At this juncture last season, Tony Stewart was eleventh. He went on to a dominating last half of the season and was the favorite to win going into the Chase. After seven races, three other Chase participants weren’t in the top 10. Carl Edwards eventually finished third, Jeremy Mayfield ninth, and Kenseth seventh.

So where is the value this season and who are some of the drivers to search and to stay away from? Chris Chavez from Wynn Resorts, who has been doing the NASCAR odds in Vegas for over a decade, gave his us his thoughts.

"Just because they are so good, you have to look at the Roush organization," he said. "Four of their five teams have the ability to win it all with two of them, Kenseth and Martin, sitting pretty good right now. When you factor in all the tracks remaining on the schedule and look at some of the past winners in the last 4 or 5 years, Roush has a bunch of them."

Roush is clearly the King of the Cookie Cutter tracks, of which Chavez is referring. Of the 29 races remaining, only four are on short tracks, two on road courses, and three with restrictor plates. Those nine have given Roush drivers consistent troubles over the years. For the remaining 20 races, essentially the bulk of the season, Roush is tops. That’s why he has two Cup titles in the last three years.

BEST OF ROUSH

Kenseth (10-1): The best choice to win, not only for value of the odds, but by having the best team. Because Kenseth is not a huge fan favorite and stays under the radar, the public hasn’t driven up his price in odds to win like Jimmie Johnson.

Mark Martin (15-1): He just gets the job done each week. The man has never won the title, finishing second a bunch of times. This is expected to be his final year. Last year was supposedly the end but, much like the Rolling Stones, it’s just too hard to quit. Why should he when having one of the best chances to win it all?

Greg Biffle (12-1) and Carl Edwards (10-1): They are really struggling right now, despite having what looks like the best car. Last week, both led a bunch of laps and then wrecked. There is a definite pattern developing. They appear to get worse each week in the luck department. There is no reason one of these drivers couldn’t go on a run, dominate a seven-week stretch and pull themselves into the top 10.
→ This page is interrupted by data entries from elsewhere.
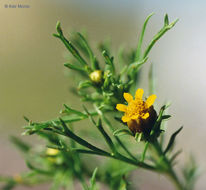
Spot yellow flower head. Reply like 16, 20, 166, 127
46, 148, 59, 156
116, 88, 156, 122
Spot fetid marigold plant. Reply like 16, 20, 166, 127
0, 14, 198, 190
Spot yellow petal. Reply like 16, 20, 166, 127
124, 93, 133, 103
142, 113, 149, 119
116, 104, 127, 112
135, 88, 144, 99
145, 94, 157, 108
122, 115, 131, 122
131, 114, 139, 119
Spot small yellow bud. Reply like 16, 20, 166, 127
89, 70, 102, 83
13, 174, 23, 184
46, 148, 59, 156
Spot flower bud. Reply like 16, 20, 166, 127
89, 70, 102, 83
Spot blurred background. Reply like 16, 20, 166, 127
0, 0, 206, 190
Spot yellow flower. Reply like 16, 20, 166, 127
116, 88, 156, 133
46, 148, 59, 156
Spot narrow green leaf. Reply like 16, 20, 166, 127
64, 63, 86, 72
64, 104, 87, 118
149, 64, 155, 94
77, 32, 99, 70
96, 119, 117, 153
10, 136, 31, 153
102, 50, 115, 74
135, 13, 154, 61
56, 118, 110, 155
142, 16, 178, 59
56, 21, 63, 35
164, 127, 183, 154
164, 14, 169, 26
90, 168, 98, 190
23, 116, 30, 123
113, 129, 133, 136
170, 150, 182, 163
55, 22, 87, 65
140, 141, 149, 162
78, 80, 93, 89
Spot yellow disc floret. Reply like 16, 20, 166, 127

Jamie McMurray (75-1): Forget it! This is the biggest disappointment, quite possibly the top flop of all time in all things that have ever been hyped —including movies. "Ishtar" comes to mind as a comparative. How that team could fall so fast is a mystery to all. Kurt Busch isn’t too upset about that team’s lack of success.

OTHER CONTENDERS

Tony Stewart (5-1): He may just do it again. Stewart is so good on all types of tracks and his team gives him car to maximize his ability.

Jimmie Johnson (4-1): If there was no Chase and the title chosen solely by points through 36 races, this guy might have two already. Smooth and consistent, we’ll see how he does under the pressure.

Kasey Kahne (10-1): This seems to be the driver everyone is rooting for to win the title, especially the bettors who have him at 75-1. After the awful 2005 campaign, many forgot just how good he was on cookie cutters during his rookie year. He will do well on all the tracks Roush does and should make the top 10 after 26 races.

BEST OF REST

We’ve seen flashes from Dale Earnhardt Jr, Jeff Gordon, and Kyle Busch. All should make the Chase. As with all the drivers, it’s about who gets hot at the right time. With my money and the pressure on, I like the nerve of Stewart and the professionalism of Kenseth.